We're planning an international campaign to unite the world around the number 350, and we need your help. We need to make sure that the solutions the world proposes to climate change are to scale with the level of crisis that this number represents. Everyone on earth, from the smallest village to the cushiest corner office, needs to know what 350 means. The movement to spread that number needs to be beautiful, creative, and unstoppable.
What we need most right now are on-the-ground examples for how to take the number 350 and drive it home: in art, in music, in political demonstrations, in any other way you can imagine. We hope this project will grow tremendously in the months to come, and it helps all the more if people can see the great things others are doing already. We will connect actions all around the world and make them add up to more than the sum of their parts-but we don't have all the ideas and all the inspiration. We need you to act on yours.
McKibben the author has turned his focus to becoming a global climate change movement builder. In an interview with Environment & Energy Daily, here's what he says about his strategy (transcript):
Monica Trauzzi: In a recent article you wrote, "We need a movement. We need a political swell larger than the civil rights movement, as passionate and as willing to sacrifice. Without it, we're not going to best the fossil fuels companies and the auto makers and the rest of the vested of interests that are keeping us from change." Are all the elements coming into place now? Is that happening?
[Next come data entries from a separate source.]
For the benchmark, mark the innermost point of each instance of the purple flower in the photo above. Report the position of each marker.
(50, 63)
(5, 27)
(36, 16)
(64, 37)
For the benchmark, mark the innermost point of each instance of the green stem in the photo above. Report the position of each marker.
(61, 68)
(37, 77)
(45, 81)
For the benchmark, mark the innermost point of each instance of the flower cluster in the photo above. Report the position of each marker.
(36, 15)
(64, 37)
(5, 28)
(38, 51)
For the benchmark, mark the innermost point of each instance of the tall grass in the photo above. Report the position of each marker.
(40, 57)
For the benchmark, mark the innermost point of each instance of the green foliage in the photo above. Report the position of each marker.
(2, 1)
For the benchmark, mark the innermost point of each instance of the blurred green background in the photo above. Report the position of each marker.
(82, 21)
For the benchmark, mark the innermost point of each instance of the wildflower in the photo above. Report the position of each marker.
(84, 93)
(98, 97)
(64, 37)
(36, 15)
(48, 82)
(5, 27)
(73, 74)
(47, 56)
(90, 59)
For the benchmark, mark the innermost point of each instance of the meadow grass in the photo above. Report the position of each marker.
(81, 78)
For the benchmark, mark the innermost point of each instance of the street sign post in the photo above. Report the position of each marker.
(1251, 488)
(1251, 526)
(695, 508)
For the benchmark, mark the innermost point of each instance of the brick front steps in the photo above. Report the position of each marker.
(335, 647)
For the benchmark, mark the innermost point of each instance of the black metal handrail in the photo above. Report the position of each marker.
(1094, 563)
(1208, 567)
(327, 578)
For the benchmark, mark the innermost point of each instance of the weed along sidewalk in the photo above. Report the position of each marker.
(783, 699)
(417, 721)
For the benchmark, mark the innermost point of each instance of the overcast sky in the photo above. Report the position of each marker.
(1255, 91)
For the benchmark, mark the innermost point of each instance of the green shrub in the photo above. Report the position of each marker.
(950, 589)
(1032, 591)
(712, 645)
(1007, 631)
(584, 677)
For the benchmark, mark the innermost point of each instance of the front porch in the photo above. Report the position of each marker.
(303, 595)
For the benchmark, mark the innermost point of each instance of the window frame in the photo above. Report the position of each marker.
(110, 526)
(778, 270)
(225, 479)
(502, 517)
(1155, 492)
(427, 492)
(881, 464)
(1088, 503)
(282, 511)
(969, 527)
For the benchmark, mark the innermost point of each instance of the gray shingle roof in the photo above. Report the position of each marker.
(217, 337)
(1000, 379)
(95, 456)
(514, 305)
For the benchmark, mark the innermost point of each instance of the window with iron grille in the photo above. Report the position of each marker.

Bill McKibben: Let's hope so. I mean I'm doing what little I can. We launched last year this movement called Step It Up '07 and working with a few college students I organized about 1400 demonstrations around the country on global warming last year. And in this country we managed to get our message across. Our demand for 80 percent carbon cuts by 2050 became the centerpiece of both Obama and Clinton's energy and environmental platform and it's reflected in the Lieberman-Warner legislation making its way through Congress. Now, we're taking on the next most difficult question, which is how we're going to get the whole world behind this kind of climate stuff. We've just formed, the same crew of mine, has just formed a new group called 350.org, three, five, zero dot org, to launch a global grassroots campaign. The number refers to what the scientist Jim Hansen in particular is now telling us is the safe uppermost limit of carbon in the atmosphere, 350 parts per million. A tough number, because we're already at 385 and, you know, we've got to cut back now if we're going to have some hope of getting there. So that's what I work on a lot of the time and I turn to writers like this for kind of inspiration and guidance about what worked in the past and what didn't work in the past. We've got one more bite at this apple, so we better get it right.